Command processor (CP)#

The command processor (CP) connects the host and kernel driver to on-GPU scheduling. During the process it pulls work from HSA queues, decodes packets, and dispatches the kernel launches to the front-end (SPI / WGP path). On Instinct GPUs, the profiler often seperates the metrics into command processor fetcher (CPF) and command processor compute (CPC). The gfx1151 analysis panels emphasize CPC and ME (Micro Engine) activity, including utilization, interface utilization, stall cycles, memory requests, and instruction cache.

For the complete CDNA architecture overview and the CPF and CPC metric tabs across MI-series GPUs, see Command processor (CP) under CDNA-CDNA4.

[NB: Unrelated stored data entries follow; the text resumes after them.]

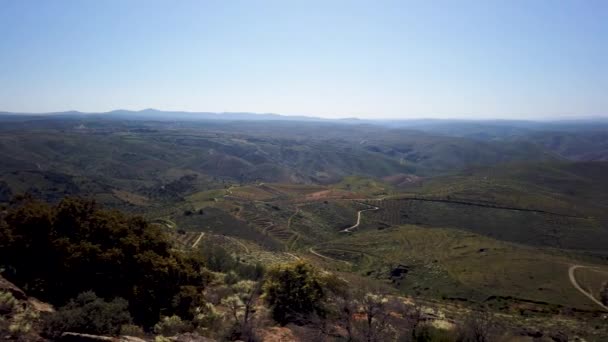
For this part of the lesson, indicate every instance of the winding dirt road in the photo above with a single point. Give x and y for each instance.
(311, 250)
(198, 240)
(581, 290)
(349, 229)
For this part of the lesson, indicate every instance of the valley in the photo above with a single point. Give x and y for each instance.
(508, 225)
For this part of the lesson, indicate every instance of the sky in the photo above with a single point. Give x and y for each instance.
(521, 59)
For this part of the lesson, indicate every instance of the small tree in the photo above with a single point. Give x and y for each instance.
(480, 326)
(293, 292)
(376, 326)
(604, 293)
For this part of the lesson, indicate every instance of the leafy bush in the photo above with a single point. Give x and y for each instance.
(90, 314)
(293, 292)
(56, 252)
(16, 319)
(173, 325)
(131, 330)
(219, 259)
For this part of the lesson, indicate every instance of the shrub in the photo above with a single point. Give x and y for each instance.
(170, 326)
(131, 330)
(57, 252)
(16, 319)
(293, 292)
(89, 314)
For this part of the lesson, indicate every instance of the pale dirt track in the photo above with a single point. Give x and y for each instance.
(580, 289)
(349, 229)
(345, 230)
(198, 240)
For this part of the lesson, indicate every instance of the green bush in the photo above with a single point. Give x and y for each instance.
(89, 314)
(57, 252)
(293, 292)
(16, 319)
(173, 325)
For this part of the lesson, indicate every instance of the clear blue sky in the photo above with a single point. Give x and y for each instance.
(372, 59)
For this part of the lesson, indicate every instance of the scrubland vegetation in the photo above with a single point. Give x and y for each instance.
(236, 232)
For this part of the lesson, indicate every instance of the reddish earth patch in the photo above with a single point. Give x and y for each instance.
(402, 179)
(330, 194)
(278, 334)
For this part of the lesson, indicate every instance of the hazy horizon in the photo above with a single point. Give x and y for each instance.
(370, 60)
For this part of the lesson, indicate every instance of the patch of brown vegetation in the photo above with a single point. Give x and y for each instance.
(278, 334)
(131, 198)
(402, 179)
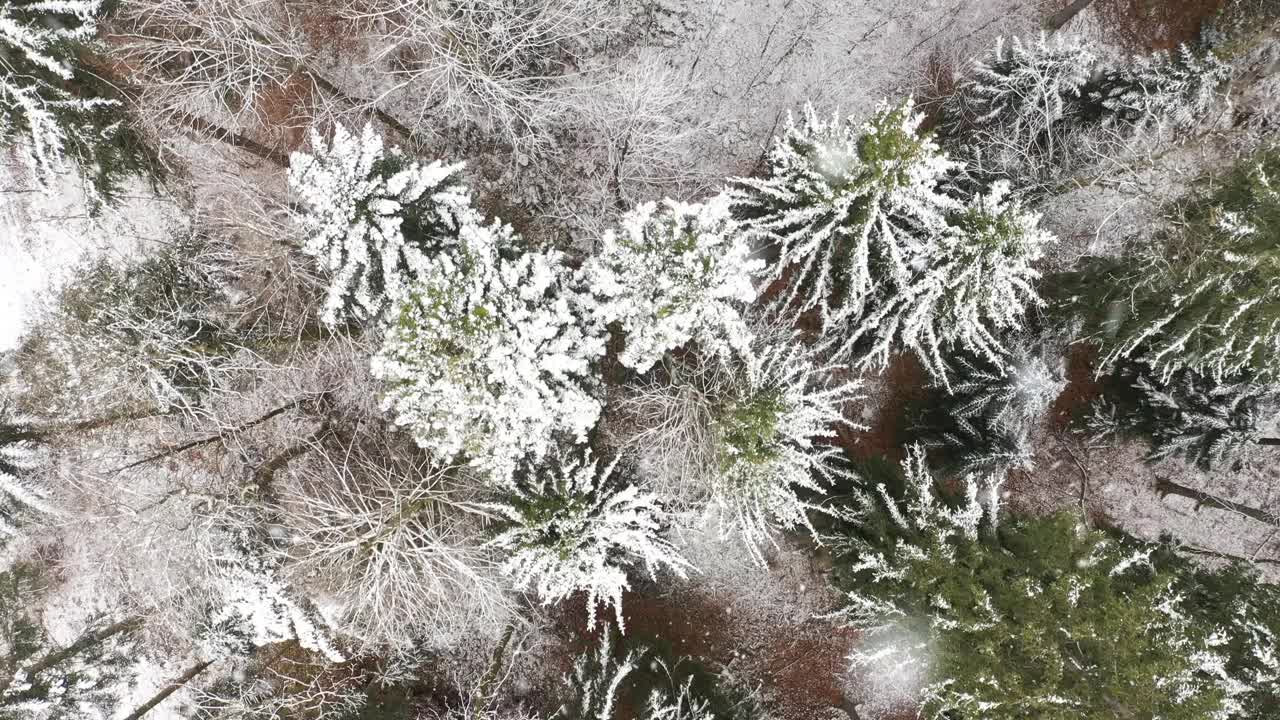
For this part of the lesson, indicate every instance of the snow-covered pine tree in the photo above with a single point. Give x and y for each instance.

Command processor compute (CPC) — gfx1151#

CPC utilization#

Metric

Description

Unit

CPC Busy

Percentage of CPC always-count cycles the Command Processor Compute was busy processing commands. Computed as 100 * CPC_STAT_BUSY / CPC_ALWAYS_COUNT.

Percent

CPC Idle

Percentage of CPC always-count cycles the Command Processor Compute was idle. Computed as 100 * CPC_STAT_IDLE / CPC_ALWAYS_COUNT.

Percent

CPC Stalled

Percentage of CPC always-count cycles the Command Processor Compute was stalled. Computed as 100 * CPC_STAT_STALL / CPC_ALWAYS_COUNT.

Percent

CPC interface utilization#

Metric

Description

Unit

TCIU Busy

Percentage of CPC always-count cycles the TC (Texture Cache) Interface Unit was busy. Computed as 100 * CPC_TCIU_BUSY / CPC_ALWAYS_COUNT.

Percent

UTCL2 Busy

Percentage of CPC always-count cycles the UTCL2 (Unified Translation Cache L2) interface was busy. Computed as 100 * CPC_UTCL2IU_BUSY / CPC_ALWAYS_COUNT.

Percent

GCRIU Busy

Percentage of CPC always-count cycles the GCR (Graphics Cache Rinse) Interface Unit was busy. Computed as 100 * CPC_GCRIU_BUSY / CPC_ALWAYS_COUNT.

Percent

Micro Engine (ME) stall cycles#

Metric

Description

Unit

ME1 Stall on RCIU Ready

Cycles ME1 was stalled waiting for RCIU (Register Cache Interface Unit) to be ready (CPC_ME1_STALL_WAIT_ON_RCIU_READY).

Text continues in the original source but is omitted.